Although no differences were observed in the tests for quality of life and disease adjustment between the groups at any time points, the scores compared favourably with those from other studies [22]. Of particular note, a recent German study of parents’ wellbeing assessed with the WHO-5 questionnaire from the onset up to 1 year of type 1 diabetes in 81 children (8.1 ± 2.9 years) with multiple injection therapy (K. Lange and T. Danne, unpublished data) showed a comparably low score at diagnosis (48 ± 28) with a significantly slower recovery after 6 months (52 ± 21, p < 0.03) and still tending to be lower at 12 months (58 ± 20) than in either of the two CSII-based therapies in the present study. It may be that the greater flexibility of CSII alone may have allowed the rapid normalisation of psychosocial variables, which the questionnaires may not have been sensitive enough to detect between pumps and sensor-augmented pumps. However, there is no indication that the technical requirements of these modern therapies lead to a deterioration of health-related quality of life, as has been implicated repeatedly.

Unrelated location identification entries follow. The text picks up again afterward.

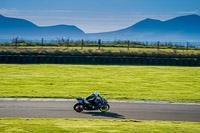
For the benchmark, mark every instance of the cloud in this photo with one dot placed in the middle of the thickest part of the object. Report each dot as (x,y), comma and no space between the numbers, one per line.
(17,12)
(189,12)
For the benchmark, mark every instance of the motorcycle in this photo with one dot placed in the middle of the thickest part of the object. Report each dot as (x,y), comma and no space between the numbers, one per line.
(101,104)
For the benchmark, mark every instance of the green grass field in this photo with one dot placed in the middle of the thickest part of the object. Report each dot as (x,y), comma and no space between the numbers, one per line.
(17,125)
(113,82)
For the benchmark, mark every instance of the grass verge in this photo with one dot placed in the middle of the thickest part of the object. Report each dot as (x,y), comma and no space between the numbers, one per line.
(91,126)
(112,81)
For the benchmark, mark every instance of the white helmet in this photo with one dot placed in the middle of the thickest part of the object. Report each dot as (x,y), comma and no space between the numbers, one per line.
(96,93)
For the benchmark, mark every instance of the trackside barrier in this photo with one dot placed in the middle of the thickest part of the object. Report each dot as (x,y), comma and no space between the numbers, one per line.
(56,59)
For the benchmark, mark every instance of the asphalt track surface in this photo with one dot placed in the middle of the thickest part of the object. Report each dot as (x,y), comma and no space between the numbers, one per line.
(64,109)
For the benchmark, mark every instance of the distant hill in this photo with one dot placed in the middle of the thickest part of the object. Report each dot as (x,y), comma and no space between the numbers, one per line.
(13,27)
(184,28)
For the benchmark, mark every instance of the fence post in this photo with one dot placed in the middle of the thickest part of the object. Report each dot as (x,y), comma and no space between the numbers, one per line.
(82,43)
(99,44)
(158,45)
(42,40)
(128,44)
(187,46)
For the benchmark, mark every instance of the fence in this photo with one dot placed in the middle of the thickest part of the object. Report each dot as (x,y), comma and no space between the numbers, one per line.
(47,59)
(101,44)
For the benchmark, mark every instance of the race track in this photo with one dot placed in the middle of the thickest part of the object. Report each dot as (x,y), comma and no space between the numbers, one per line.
(139,111)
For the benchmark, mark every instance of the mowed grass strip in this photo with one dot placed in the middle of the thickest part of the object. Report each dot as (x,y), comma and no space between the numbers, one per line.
(16,125)
(112,81)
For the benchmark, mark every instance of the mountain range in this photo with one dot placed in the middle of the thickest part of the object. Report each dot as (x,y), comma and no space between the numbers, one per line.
(183,28)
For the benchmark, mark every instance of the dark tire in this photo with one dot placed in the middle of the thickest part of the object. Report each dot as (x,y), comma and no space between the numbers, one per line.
(78,107)
(104,109)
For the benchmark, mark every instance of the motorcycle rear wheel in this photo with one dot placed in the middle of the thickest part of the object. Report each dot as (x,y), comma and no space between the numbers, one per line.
(78,107)
(104,109)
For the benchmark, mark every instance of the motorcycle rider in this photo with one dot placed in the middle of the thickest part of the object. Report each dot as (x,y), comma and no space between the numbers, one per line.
(91,99)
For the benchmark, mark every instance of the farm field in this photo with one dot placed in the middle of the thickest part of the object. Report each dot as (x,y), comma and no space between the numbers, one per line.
(112,81)
(91,125)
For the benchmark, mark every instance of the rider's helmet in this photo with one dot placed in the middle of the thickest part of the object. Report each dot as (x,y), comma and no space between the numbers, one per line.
(96,93)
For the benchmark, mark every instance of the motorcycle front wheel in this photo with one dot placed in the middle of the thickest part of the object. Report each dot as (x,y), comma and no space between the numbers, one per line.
(105,108)
(78,107)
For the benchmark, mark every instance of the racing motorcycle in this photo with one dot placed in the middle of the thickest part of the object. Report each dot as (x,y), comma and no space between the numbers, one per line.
(101,104)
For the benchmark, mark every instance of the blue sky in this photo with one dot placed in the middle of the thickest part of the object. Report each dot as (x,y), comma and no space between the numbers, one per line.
(97,15)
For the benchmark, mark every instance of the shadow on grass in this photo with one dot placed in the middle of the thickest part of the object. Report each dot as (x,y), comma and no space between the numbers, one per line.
(105,114)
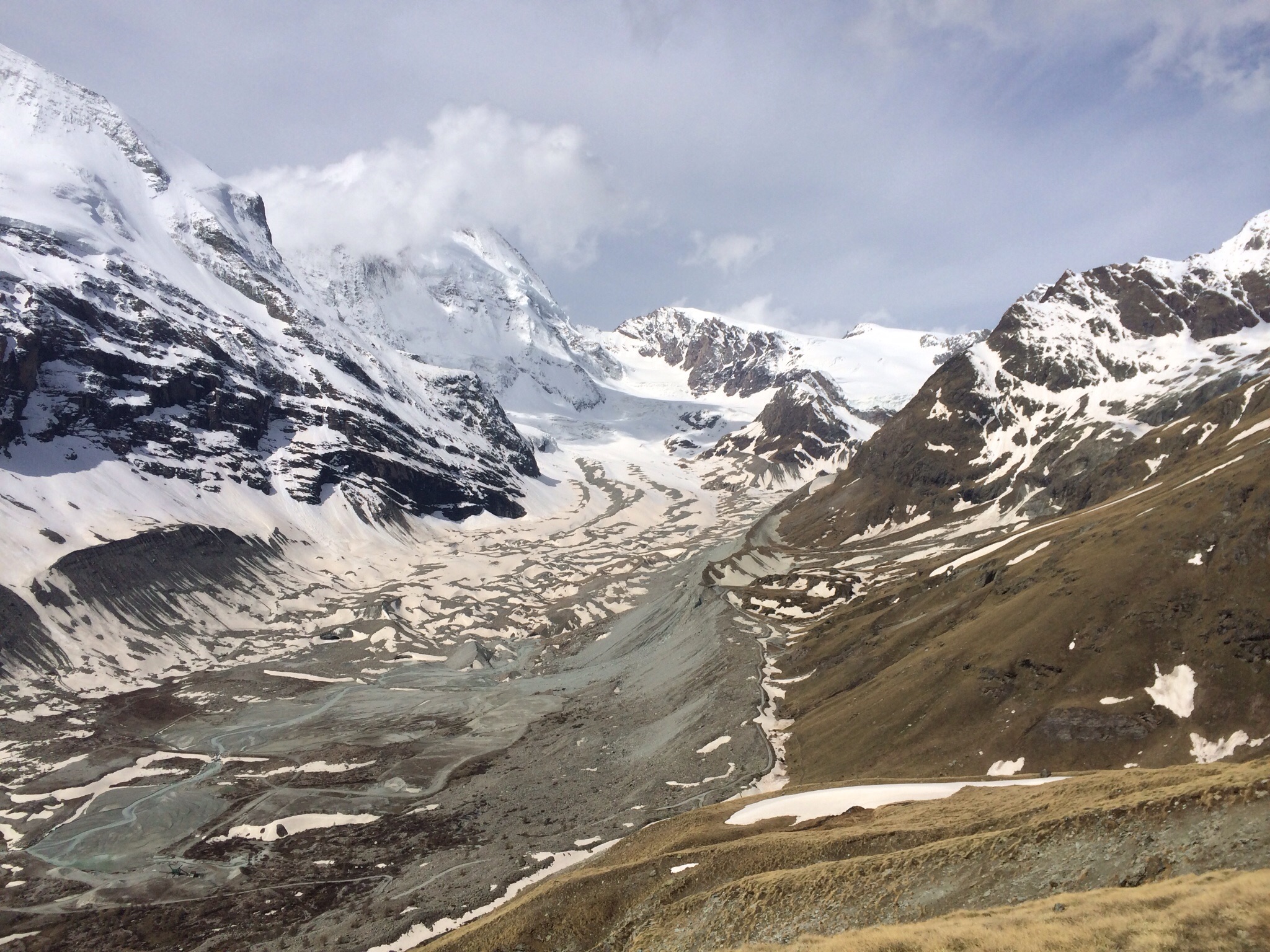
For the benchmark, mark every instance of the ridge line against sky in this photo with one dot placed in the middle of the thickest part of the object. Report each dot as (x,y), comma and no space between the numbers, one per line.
(918,164)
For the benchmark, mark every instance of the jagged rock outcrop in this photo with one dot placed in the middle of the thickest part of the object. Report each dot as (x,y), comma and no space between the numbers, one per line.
(1073,372)
(804,431)
(146,316)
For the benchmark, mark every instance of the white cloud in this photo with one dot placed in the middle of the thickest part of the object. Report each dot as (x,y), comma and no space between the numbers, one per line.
(730,252)
(482,168)
(758,310)
(1220,46)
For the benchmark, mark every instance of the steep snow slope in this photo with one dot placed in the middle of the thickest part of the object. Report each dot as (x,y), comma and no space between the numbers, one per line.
(683,351)
(167,369)
(148,318)
(474,304)
(1072,372)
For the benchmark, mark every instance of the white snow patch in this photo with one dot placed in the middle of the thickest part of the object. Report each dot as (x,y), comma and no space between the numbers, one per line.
(1206,752)
(293,826)
(1258,428)
(1006,769)
(1175,691)
(1029,553)
(419,932)
(837,800)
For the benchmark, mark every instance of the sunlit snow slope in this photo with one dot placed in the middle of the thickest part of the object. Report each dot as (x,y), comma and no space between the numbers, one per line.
(213,447)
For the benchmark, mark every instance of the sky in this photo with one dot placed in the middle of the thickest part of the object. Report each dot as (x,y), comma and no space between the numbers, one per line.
(813,164)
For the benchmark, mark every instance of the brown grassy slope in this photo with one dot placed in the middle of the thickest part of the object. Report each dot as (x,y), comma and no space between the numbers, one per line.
(980,848)
(1215,912)
(933,676)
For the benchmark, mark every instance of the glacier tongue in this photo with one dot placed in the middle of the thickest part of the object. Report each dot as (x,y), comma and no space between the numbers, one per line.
(213,447)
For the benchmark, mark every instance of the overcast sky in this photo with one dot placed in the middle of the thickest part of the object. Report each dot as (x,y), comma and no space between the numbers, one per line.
(807,164)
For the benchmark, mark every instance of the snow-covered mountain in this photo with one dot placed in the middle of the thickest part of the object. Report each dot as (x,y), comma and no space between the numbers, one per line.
(876,367)
(1073,372)
(192,418)
(149,319)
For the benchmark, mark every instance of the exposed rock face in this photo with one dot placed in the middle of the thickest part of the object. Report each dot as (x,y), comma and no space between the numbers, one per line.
(146,315)
(716,353)
(1072,372)
(23,639)
(806,430)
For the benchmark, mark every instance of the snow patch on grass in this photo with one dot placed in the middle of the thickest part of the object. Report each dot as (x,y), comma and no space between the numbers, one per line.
(1175,691)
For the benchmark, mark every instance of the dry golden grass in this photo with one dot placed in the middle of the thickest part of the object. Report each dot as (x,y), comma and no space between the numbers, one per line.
(1217,910)
(915,861)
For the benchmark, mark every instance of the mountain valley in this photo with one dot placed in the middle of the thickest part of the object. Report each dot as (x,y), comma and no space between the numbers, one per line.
(350,598)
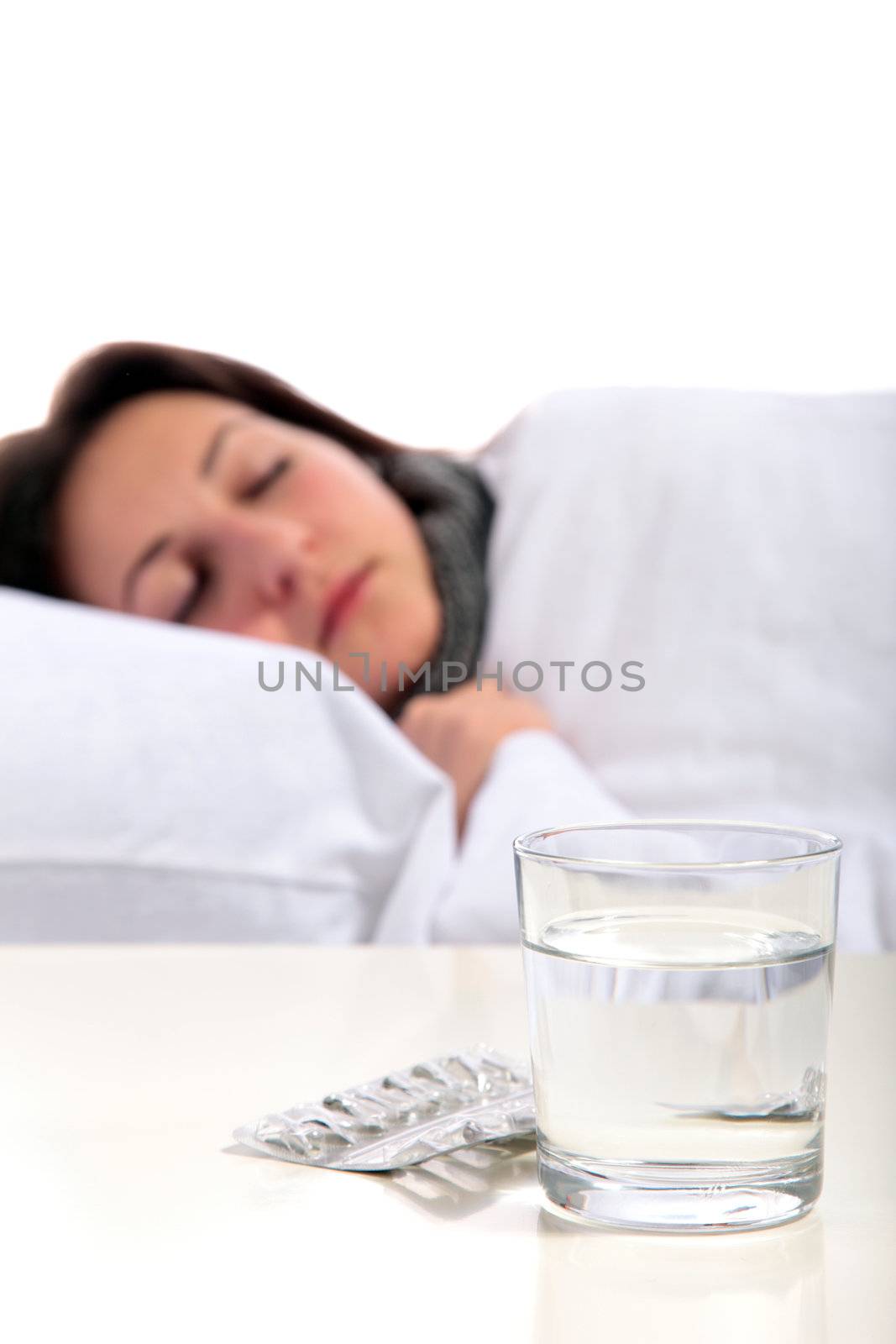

So far previous studies have shown that CGM can improve HbA1c levels and enhance the management of type 1 diabetes in patients, particularly adults, motivated to use this technology. In a very recently published report of the STAR 3 Study Group, beneficial effects of sensor-augmented pump therapy compared with injection therapy have been clearly confirmed in a large cohort of adults with inadequately controlled type 1 diabetes as well as in children over 6 years of age [23]. As type 1 diabetes predominantly occurs in young patients with an increasing rate in the last decades [24], it is essential to achieve the best metabolic results in this relevant group of patients, taking into account that continuous use of CGM would increase insulin treatment costs by approximately 19% compared with CSII use alone. However, initial glycaemic achievements are closely related to long-term glycaemic control [25], whereas poor control early on may have consequences through a ‘metabolic memory’ despite improvements during the subsequent course of the disease [26]. It is important to note that the use of sensors declined progressively from the initial frequency of 2.1 sensors per week to 1.1 at 52 weeks in our study, indicating that CGM acceptance decreased over time and that repeated diabetes education for patients and parents is mandatory. Few physicians who treat children with type 1 diabetes would argue that the technology described in this paper makes it easier to achieve and maintain good glycaemic control in most patients. Any tool that improves the parent–patient knowledge is also valuable, but only if used effectively. The reason this study showed no difference between the groups may reflect the quality of education and care delivered to all of our patients and certainly the results in both groups are excellent, although data on preservation of beta cell function is less convincing.

The results of the present study indicate that children with type 1 diabetes can benefit from using a sensor-augmented insulin pump from the diagnosis of their disease, both in terms of achieving good glycaemic control and decreased glycaemic variability. According to more frequent sensor use and improved glycaemic control at week 52, the younger age groups seem to profit mostly from sensor-augmented pump treatment in our study. However, the most important question is whether sensor-augmented pump therapy is universally better and whether it is cost effective for benefit gained. Another question is whether or not it is better to apply this therapy from diagnosis rather than moving through a slower, staged education and therapy process, especially given the C-peptide results. Further work is needed to assess whether a decrease of glycaemic variability during the first year of clinical diabetes may have protective effects on beta cell function that are not reflected by the measurement of HbA1c.